«Volevo ringraziare tutti i consiglieri comunali che mi hanno votato, in particolare volevo ringraziare la mia famiglia, in particolar modo mio padre, il mio faro», sono queste le prime parole di Emanuele D’Apice da presidente del consiglio comunale di Castellammare di Stabia, comune di 60 mila abitanti, in provincia di Napoli. Dal video della seduta si vede D’Apice emozionato, inizia il suo discorso mentre i consiglieri confusamente prendono posto, ma applaudono quando il giovane presidente onora la memoria del padre.

Il padre si chiamava Luigi D’Apice, anche lui politico, tutti lo ricordano con il suo soprannome ‘o ministro, processato e condannato per camorra, citato nella relazione di scioglimento di un altro comune, quello di Pompei. Il presidente parla, sopra di lui la foto del presidente della Repubblica Sergio Mattarella e il crocifisso: «Sarò il presidente di tutti, andrò a rivestire un ruolo prestigioso, di grande responsabilità, metterò a disposizione tempo, capacità, passione, competenze per il bene della città e dei cittadini», prima di omaggiare il padre «faro che mi ha insegnato tutto, l’educazione, il rispetto.

Devo a lui l’uomo che sono» e giù applausi dei consiglieri. Il senatore Sandro Ruotolo è intervenuto sulla questione chiedendo un intervento della ministra Luciana Lamorgese: «È inaccettabile quello che è successo, la maggioranza guidata dal sindaco Gaetano Cimmino elegge il presidente del consiglio Emanuele D’Apice, figlio del pregiudicato di camorra. È un insulto alle istituzioni, il ministro e il prefetto di Napoli devono nominare una commissione di accesso al comune di Castellammare come già abbiamo chiesto in diverse interrogazioni». Il giornalista e senatore ricorda che già a marzo scorso in un’ordinanza erano emerse, in alcune intercettazioni, che «Il clan D’Alessandro avrebbe sostenuto Forza italia alle ultime amministrative».

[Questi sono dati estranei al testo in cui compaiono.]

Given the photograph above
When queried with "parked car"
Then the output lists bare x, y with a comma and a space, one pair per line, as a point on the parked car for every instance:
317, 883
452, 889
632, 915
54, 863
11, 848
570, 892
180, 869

‘O ministro viene citato nella relazione di scioglimento del comune di Pompei. «Altra figura risulta Luigi D’Apice (soprannominato Giggino ‘o ministro), affiliato alla cosca e assiduo frequentatore di esponenti della maggioranza, funzionari del comune e di appartenenti al corpo della polizia municipale», si legge nel decreto di scioglimento risalente al 2001.

L’elezione di Emanuele D’Apice, nel 2013, a consigliere comunale aveva già scatenato polemiche e una spaccatura nel centrodestra con l’ex senatore Luigi Bobbio che si era candidato in contrapposizione alle liste del popolo delle libertà. D’Apice aveva prontamente replicato: «Onorevole Bobbio una volta non rappresentavo per te un pericoloso criminale, infatti mi avevi stretto al tuo fianco. Io ho la fedina penale pulita». A distanza di anni, D’Apice ha fatto carriera e non ha dimenticato il padre, il suo faro.